# No Tow Hooks!



## brian v (Dec 25, 2011)

Translation ( NonExistant ) you can always go out of yer way and bolt up a hook onto yer front end some where under there .


----------



## dmaxpwr (Nov 29, 2013)

Enjoy the storm!!


----------



## Merc6 (Jun 8, 2013)

http://www.cruzetalk.com/forum/11-a...d-gm-forget-put-recovery-hook-these-cars.html

Has anyone took the entire bumper covers off and found the spot the tow hook screws on?

Sent from AutoGuide.com App


----------



## kylevh21 (Mar 3, 2012)

Yea I found out the hard way


----------



## NickD (Dec 10, 2011)

kylevh21 said:


> Yea I found out the hard way


What did you find except for a bunch of plastic? Was looking for a spot to hook the hold down straps for our kayak. Just told my wife, lets use the Supra instead. Besides, its a foot shorter and she is short, need her to guide the rear especially in the wind. Its a 14 foot long tandem and the Supra has a huge roll bar under the roof, can stand on it without putting a dent in it.


----------



## Toothless (Apr 7, 2013)

NickD said:


> What did you find except for a bunch of plastic? Was looking for a spot to hook the hold down straps for our kayak. Just told my wife, lets use the Supra instead. Besides, its a foot shorter and she is short, need her to guide the rear especially in the wind. Its a 14 foot long tandem and the Supra has a huge roll bar under the roof, can stand on it without putting a dent in it.


I had this problem trying to tie down my kayaks! GM is weird!


----------



## NickD (Dec 10, 2011)

Toothless said:


> I had this problem trying to tie down my kayaks! GM is weird!


Guess they call this assuming, 04 Cavalier had tow hooks, assumed the Cruze had them as well.

Guess what!


----------



## Rochas (May 27, 2013)

My front bumper has a removable section that I assume covers the tow hook...?


----------



## Toothless (Apr 7, 2013)

Rochas said:


> My front bumper has a removable section that I assume covers the tow hook...?

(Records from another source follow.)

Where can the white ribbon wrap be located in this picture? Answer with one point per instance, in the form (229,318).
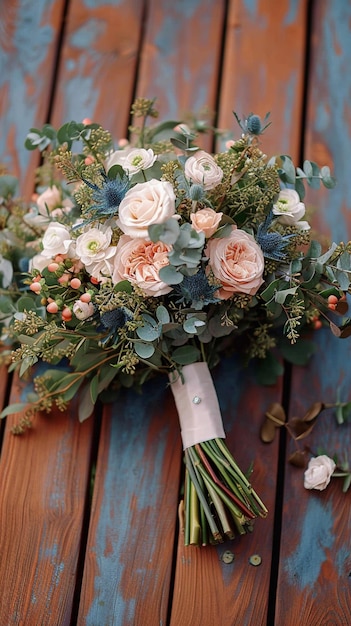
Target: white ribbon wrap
(197,404)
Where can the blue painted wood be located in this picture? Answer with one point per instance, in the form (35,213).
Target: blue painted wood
(98,63)
(44,479)
(29,33)
(315,560)
(134,513)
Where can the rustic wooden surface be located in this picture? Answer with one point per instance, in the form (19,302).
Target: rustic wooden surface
(118,559)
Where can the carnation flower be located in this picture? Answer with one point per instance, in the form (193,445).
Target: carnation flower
(319,472)
(203,169)
(237,262)
(139,261)
(147,203)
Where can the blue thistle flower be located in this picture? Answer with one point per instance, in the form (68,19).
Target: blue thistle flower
(272,244)
(112,321)
(196,291)
(108,197)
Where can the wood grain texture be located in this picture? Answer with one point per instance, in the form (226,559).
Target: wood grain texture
(315,561)
(44,478)
(263,69)
(29,35)
(98,63)
(134,512)
(181,57)
(328,135)
(208,591)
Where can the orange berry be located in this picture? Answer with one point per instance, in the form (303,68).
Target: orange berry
(66,314)
(52,307)
(64,279)
(75,283)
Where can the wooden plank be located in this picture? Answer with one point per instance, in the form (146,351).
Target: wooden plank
(180,57)
(315,563)
(315,560)
(29,35)
(98,63)
(44,480)
(207,590)
(264,69)
(134,512)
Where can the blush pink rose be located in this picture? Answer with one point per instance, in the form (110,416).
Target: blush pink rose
(139,261)
(206,221)
(237,261)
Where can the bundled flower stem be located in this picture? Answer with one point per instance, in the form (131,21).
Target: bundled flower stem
(219,500)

 Yes. I have learned that the european/ Australian version does how tow hooks, but the US version does not.


----------



## NickD (Dec 10, 2011)

Rochas said:


> My front bumper has a removable section that I assume covers the tow hook...?


It does, but a tad apprehensive about attaching a chain to a condenser, radiator, or an intercooler hose. 

https://www.google.com/search?q=Aft...iFKi4yAGbiYCYBg&ved=0CEwQsAQ&biw=1280&bih=871

Shows some google images for aftermarket tow hooks, gives the impression that the Cruze is not the only vehicle with this issue.


----------



## Jim Frye (Mar 16, 2011)

How do they tie them down on the trains and trucks for delivery? I bet the OM says to use a flatbed truck or wheel lift tow for emergency towing.


----------



## Robby (Mar 1, 2013)

Jim,
There are special chains that have a slide/block on the end and this block section slides into the subframe rail under the car.
Looks like a slot....maybe an inch/inch and a half long with a circle cutout.
The block is inserted into the circle end and then slides into the chassis to the front or rear.....the chain is then cinched down for transport or a cable is attached to it for flatbed loading/tie down.

Rather simple once you see one and damage free as well.

If you ever see a fletbed operator that looks like he's not in too big a hurry, ask to see the adapters.

Rob


----------



## NickD (Dec 10, 2011)

Ah, another special tool so they can save a bolt, nut, or in this case, a hook.


----------